FAIRsFAIR / FAIRSemantics

MIT License
7 stars 1 forks source link

P-Rec. 1: Globally Unique, Persistent and Resolvable Identifiers must be used for Semantic Artefacts, their content (terms/ concepts/ classes and relations), and their versions. (D2.5) #28

Open GCoen1 opened 3 years ago

GCoen1 commented 3 years ago

Semantic artefacts are typically structured text files. They are de facto digital objects and should be unambiguously identified by globally unique, persistent and resolvable identifiers (GUPRI). In the context of a web of FAIR data, these identifiers should be resolvable and support the retrieval of both the semantic artefact itself and also its metadata (see Rec. 2 regarding metadata). As shown in fig. 1, semantic artefacts are composite digital objects requiring at least three levels of identifiers: one for the semantic artefact itself, one for its content and one for the metadata (including both the global metadata and the metadata associated with the content). The latter is described in the following recommendation (Rec. 2). Finally, semantic artefacts are living digital objects by nature, evolving over time. Each version of a semantic artefacts should be uniquely identifiable, allowing access to the latest version by default but also providing access to previous versions in use in existing information systems.

As discussed in the introduction, these identifiers should apply to the semantic artefact but also to its content. Indeed, semantic artefacts can be considered as collections of concepts and relations (datasets). Therefore, in this context, each element/ component of the semantic artefact should also have an associated GUPRI i.e. each term/ concept/ class

Finally, a unified identifier schema should be used to identify each version of semantic artefact. This can be done using versioned URI as proposed by OBO Foundry. Using GUPRI for the different version allows information systems to retrieve automatically the latest version and older versions of the semantic artefact.

This recommendation emphasizes the need for reliable and persistent identification systems without any technical constraints.

alko-k commented 3 years ago

@GCoen1 would you mind adding a new label version2 and mark up all new recommendations with that label please?

GCoen1 commented 3 years ago

@alko-k just added them there!

alko-k commented 3 years ago

Perfect. They look good. Thanks @GCoen1 :-)
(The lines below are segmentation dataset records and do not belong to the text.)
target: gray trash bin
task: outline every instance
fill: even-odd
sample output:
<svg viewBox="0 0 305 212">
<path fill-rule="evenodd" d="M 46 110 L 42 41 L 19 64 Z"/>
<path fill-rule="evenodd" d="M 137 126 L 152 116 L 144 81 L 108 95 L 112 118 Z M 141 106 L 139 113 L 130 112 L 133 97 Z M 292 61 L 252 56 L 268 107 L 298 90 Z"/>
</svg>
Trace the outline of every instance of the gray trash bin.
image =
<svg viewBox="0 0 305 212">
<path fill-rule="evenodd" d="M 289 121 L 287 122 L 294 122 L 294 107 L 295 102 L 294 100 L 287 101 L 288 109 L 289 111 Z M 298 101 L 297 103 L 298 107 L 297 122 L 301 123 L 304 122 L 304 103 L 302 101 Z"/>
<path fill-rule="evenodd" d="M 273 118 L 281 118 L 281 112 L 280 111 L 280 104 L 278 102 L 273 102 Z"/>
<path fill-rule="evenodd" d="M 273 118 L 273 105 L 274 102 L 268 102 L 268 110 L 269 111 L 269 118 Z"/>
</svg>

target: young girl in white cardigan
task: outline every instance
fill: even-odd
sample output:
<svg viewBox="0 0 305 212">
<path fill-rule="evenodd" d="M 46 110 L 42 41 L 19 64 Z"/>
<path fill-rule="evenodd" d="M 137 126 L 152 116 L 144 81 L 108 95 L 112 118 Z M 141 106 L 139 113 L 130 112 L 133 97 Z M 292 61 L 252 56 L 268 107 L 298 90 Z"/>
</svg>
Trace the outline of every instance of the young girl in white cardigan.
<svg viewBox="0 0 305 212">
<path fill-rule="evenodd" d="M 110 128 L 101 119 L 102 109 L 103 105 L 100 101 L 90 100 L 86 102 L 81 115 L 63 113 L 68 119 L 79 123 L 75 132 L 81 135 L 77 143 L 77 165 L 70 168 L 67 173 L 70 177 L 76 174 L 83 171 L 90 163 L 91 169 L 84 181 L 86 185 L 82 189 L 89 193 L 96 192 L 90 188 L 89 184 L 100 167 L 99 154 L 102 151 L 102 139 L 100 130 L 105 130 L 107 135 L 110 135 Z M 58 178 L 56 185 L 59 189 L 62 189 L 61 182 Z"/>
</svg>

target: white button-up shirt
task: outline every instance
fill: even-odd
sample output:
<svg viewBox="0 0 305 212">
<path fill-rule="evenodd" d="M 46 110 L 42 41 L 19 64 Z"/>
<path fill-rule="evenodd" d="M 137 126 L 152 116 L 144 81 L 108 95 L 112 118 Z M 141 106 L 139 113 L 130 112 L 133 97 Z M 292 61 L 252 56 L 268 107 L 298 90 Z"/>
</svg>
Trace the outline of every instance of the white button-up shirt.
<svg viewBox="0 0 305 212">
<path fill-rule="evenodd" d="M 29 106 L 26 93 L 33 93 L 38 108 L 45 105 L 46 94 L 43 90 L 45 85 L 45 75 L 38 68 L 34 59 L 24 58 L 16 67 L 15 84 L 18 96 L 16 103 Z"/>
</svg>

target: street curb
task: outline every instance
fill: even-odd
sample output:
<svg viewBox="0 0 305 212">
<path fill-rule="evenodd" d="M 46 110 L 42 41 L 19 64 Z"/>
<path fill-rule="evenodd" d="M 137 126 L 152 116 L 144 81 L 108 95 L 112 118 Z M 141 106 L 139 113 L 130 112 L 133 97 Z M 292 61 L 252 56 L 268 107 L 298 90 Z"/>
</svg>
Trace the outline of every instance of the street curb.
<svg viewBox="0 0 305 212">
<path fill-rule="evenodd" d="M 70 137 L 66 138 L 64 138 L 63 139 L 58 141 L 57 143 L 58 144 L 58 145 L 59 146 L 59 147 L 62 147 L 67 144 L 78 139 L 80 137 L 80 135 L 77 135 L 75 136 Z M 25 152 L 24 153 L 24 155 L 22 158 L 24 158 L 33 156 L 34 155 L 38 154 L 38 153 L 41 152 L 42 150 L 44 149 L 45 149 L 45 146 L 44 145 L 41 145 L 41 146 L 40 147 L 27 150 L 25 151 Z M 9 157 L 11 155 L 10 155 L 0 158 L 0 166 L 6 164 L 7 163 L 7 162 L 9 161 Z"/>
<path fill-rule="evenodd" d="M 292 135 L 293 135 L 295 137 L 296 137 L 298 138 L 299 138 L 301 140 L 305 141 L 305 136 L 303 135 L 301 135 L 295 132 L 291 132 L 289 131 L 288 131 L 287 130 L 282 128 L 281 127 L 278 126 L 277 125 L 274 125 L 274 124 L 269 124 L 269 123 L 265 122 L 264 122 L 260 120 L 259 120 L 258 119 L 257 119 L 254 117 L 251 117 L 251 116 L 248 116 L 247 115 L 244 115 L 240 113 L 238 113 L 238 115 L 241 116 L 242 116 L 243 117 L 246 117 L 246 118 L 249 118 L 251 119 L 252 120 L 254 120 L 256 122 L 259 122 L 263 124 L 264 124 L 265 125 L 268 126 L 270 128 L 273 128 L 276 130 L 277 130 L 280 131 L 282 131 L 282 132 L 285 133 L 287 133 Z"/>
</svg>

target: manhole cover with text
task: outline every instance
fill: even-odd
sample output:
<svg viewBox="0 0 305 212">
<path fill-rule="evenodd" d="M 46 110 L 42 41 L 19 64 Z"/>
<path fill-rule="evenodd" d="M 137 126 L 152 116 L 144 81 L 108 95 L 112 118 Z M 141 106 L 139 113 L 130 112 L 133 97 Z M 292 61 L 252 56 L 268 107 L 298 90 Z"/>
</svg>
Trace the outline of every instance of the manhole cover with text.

rob-metalinkage commented 3 years ago

This issue is not self contained - could we have links to the document and explicit examples - we could all go and chase down the OBO foundry recommendation - but a link and/or inline example would make more sense.

That said - I'd make the general comment that there is no such things as "its metadata" - there will be a range of metadata for different purposes, most objects have properties that are metadata as well as other "metadata objects" that make statements about the object directly, or indirectly by making statements about the containing object (dataset, ontology, ConceptScheme.. etc). In addition, there are many flavours of metadata for different purposes, and to support interoperability with different domains. For different purposes consider PROV-O vs DCAT as metadata. One domain may use a profile of DCAT (e.g. GeoDCAT-AP for Iceland) - and another may require some profile of Dublin Core, or ISO 19139 or...

So the trick here is not to create "yet another metadata schema" but instead focus on canonical methods to discover what metadata schemas (and implementation profiles) are on offer and how to access these, and to define interoperability domains based on the profiles that may be offered.

This may be done in at least three ways, all with challenges: 1) Forcing resolution of a specific MIME type to a canonical metadata form that is a launching page to the other available forms describing what they are 2) Having a canonical access API that allows either a default with identification of form or request of specific forms and the ability to report what is available as per option 1. 3) Force the provision of a service that can be interrogated about a given resource to discover the available forms of metadata (and other forms of the object)

If another way can be imagined then we should have it explained and explore its feasibility and make a decision about what we can recommend and implement.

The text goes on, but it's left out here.